This study combines theoretical development and MAVEN observations to investigate wave generation in the lower Martian ionosphere. A two–fluid collisional framework is formulated, and the full electromagnetic dispersion relation is derived. The model recovers known limits, including electromagnetic Alfvénic and magnetosonic modes and electrostatic Farley–Buneman and gradient-drift branches. It also extends the theory to a regime where magnetic pressure, density gradients, and collisional coupling jointly drive instability. Analytical limits and numerical solutions show that growth maximizes at intermediate perpendicular scales, controlled by ion–neutral collisionality, electron magnetization, and gradient strength.
Guided by these theoretical predictions, MAVEN magnetic field data are analyzed using time–series and spectral techniques, magnetic field–aligned decomposition, and Minimum Variance Analysis to determine wave polarization and propagation relative to the background field. The observed waves are mainly compressional and propagate nearly perpendicular to B0, occurring within regions of positive modeled growth. A detailed case study shows that enhanced magnetic wave power occurs at the same locations and times as positive modeled growth along the MAVEN trajectory. Additional events show that similar plasma conditions recur during multiple periapsis passes and fall within the predicted instability region.

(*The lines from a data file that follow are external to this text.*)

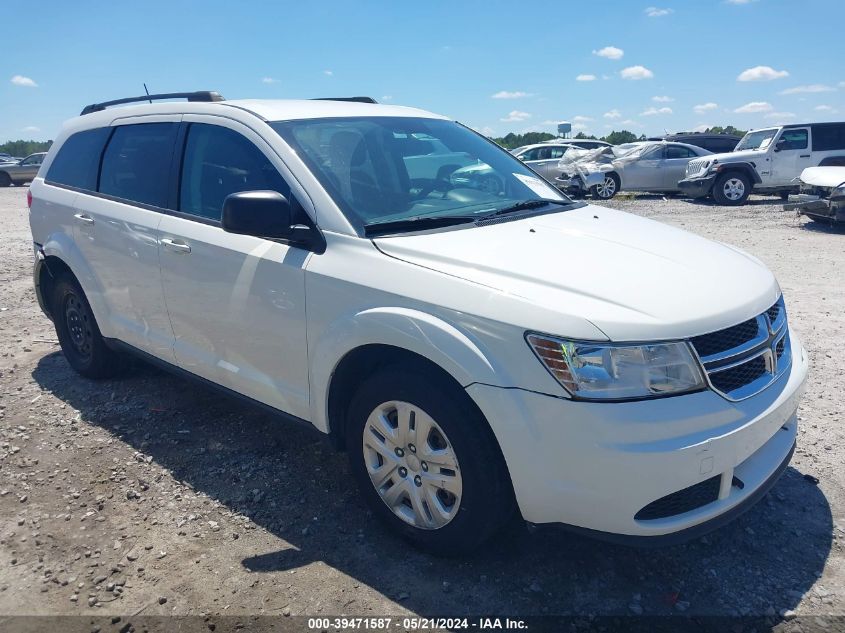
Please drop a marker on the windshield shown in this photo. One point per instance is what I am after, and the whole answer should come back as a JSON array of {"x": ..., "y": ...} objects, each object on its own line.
[
  {"x": 756, "y": 140},
  {"x": 389, "y": 169}
]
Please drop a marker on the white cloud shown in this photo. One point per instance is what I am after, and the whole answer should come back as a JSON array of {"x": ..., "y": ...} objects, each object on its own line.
[
  {"x": 516, "y": 115},
  {"x": 636, "y": 73},
  {"x": 812, "y": 88},
  {"x": 610, "y": 52},
  {"x": 26, "y": 82},
  {"x": 701, "y": 108},
  {"x": 755, "y": 107},
  {"x": 504, "y": 94},
  {"x": 761, "y": 73},
  {"x": 780, "y": 116},
  {"x": 654, "y": 111}
]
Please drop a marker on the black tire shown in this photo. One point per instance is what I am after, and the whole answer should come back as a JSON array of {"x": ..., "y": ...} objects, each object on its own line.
[
  {"x": 486, "y": 501},
  {"x": 609, "y": 189},
  {"x": 79, "y": 336},
  {"x": 731, "y": 188}
]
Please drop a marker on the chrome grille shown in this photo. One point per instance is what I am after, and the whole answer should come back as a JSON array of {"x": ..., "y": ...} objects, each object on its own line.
[
  {"x": 744, "y": 359},
  {"x": 695, "y": 166}
]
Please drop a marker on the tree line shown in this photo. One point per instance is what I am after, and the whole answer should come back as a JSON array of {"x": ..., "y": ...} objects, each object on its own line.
[
  {"x": 512, "y": 141},
  {"x": 24, "y": 148}
]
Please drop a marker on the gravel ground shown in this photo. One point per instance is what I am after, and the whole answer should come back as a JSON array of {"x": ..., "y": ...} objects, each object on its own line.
[{"x": 149, "y": 493}]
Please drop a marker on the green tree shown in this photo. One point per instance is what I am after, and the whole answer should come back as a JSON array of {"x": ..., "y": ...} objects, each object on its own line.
[{"x": 617, "y": 138}]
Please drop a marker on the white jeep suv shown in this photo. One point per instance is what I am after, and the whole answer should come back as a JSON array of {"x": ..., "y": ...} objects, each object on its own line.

These results provide theoretical and observational evidence for a collisional electromagnetic instability in the lower Martian ionosphere. MAVEN observations show compressional magnetic fluctuations with near-perpendicular propagation within regions of positive modeled growth, typically at altitudes of ∼140–160 km near the terminator. The results provide a framework for interpreting MAVEN electromagnetic wave observations and support future studies of collisional plasma processes in planetary ionospheres.